This man talking with a stranger's voice—was Ace. It was unmistakable, as it was impossible. Could that really happen? Could you die, and wake up in another man's body— a lost brother's body with the fear that you're a trick of a mad mind? But with knowledge the other could possibly know— that left only the occult as an answer, didn't it? Spirits and ghosts and persistence beyond the grave.
God. Did that mean when he put a bullet in his head he'd wind up in his younger cousin's body? Please dear god no, I love her and all but I do NOT want to go back to Alabasta. "I–" His voice cracked as he stifled a hiccuping sob. "I'm not going anywhere, Ace. I—hoo boy, I may pass out however." 

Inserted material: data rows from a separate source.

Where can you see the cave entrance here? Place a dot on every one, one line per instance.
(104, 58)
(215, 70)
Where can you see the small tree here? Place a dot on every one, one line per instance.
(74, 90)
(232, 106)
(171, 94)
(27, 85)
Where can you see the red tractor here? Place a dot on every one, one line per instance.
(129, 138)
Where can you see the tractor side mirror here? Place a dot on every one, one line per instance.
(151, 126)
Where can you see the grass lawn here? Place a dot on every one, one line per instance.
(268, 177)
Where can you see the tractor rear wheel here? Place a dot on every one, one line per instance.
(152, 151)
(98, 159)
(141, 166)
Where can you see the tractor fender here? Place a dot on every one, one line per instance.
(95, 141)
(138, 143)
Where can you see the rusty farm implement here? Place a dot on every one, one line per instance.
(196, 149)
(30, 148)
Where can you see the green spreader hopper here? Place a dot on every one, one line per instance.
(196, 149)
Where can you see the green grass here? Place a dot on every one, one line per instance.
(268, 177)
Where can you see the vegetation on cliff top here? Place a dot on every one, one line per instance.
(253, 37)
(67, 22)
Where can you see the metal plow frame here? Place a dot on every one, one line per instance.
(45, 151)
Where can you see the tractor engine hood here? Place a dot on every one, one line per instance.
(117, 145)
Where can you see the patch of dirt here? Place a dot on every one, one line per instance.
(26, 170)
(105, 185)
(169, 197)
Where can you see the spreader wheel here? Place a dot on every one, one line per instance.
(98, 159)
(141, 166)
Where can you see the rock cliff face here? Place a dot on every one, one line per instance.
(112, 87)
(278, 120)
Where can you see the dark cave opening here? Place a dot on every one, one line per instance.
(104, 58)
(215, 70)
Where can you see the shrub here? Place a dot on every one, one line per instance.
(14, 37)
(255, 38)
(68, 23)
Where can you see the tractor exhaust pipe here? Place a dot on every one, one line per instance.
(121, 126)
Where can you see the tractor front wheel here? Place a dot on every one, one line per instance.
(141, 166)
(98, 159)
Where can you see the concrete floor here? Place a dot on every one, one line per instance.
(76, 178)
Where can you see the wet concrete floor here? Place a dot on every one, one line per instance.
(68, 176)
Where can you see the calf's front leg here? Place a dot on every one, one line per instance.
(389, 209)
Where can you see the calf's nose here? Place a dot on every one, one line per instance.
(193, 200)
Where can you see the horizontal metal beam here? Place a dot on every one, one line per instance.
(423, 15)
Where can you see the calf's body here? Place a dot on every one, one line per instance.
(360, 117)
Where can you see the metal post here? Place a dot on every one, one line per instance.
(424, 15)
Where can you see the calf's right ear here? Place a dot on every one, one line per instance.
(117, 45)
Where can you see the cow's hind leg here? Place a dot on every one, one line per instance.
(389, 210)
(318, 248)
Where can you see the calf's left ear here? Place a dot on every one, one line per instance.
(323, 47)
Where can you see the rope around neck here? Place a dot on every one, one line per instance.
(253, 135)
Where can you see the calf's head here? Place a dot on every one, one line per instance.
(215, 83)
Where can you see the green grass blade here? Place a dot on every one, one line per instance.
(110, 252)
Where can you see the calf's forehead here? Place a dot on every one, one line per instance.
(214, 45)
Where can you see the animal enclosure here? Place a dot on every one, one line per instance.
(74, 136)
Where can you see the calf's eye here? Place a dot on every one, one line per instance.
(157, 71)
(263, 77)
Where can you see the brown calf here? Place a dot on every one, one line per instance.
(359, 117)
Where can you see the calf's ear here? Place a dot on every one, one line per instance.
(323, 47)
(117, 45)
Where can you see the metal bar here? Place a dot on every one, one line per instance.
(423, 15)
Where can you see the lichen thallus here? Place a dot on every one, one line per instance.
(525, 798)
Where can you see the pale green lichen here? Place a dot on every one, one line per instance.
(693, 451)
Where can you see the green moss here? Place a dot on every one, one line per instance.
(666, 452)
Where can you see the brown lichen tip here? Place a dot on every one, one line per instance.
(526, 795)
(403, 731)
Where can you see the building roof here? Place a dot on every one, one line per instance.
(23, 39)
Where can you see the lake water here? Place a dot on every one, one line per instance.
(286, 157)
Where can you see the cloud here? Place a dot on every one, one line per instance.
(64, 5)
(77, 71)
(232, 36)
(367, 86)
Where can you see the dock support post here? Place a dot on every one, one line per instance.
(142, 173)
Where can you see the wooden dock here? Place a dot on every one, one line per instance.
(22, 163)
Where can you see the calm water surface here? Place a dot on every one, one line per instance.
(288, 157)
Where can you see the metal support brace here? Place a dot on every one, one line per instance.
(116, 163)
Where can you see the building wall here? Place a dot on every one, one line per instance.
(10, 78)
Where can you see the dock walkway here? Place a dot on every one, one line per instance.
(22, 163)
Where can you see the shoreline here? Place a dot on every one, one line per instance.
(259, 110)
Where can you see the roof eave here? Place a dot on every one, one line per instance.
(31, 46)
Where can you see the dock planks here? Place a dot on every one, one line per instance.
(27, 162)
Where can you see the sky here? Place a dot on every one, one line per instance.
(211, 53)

Ace– Ace's sad, toothy smile shined through this stranger's face– Ace put his arms around him tightly. "That's okay. Pass out if you want. I've got you."
"Are you sure I haven't already put the bullet in my head? Because this feels like a fucked up fever dream." he laughed weakly, before falling against Ace's shoulder.
Ace. Ace the ghost hugging him with someone else's arms. 
"Captain , I
I
" he hesitated before he murmured. "This is a lot to take in. I l-love you too. I'm just a little overwhelmed here."
Koala stepped quietly forward with Ace's hat in her hands "...maybe we should get some food, and put a little distance between us and the graves and talk some more about this? It's not going to get less overwhelming otherwise." 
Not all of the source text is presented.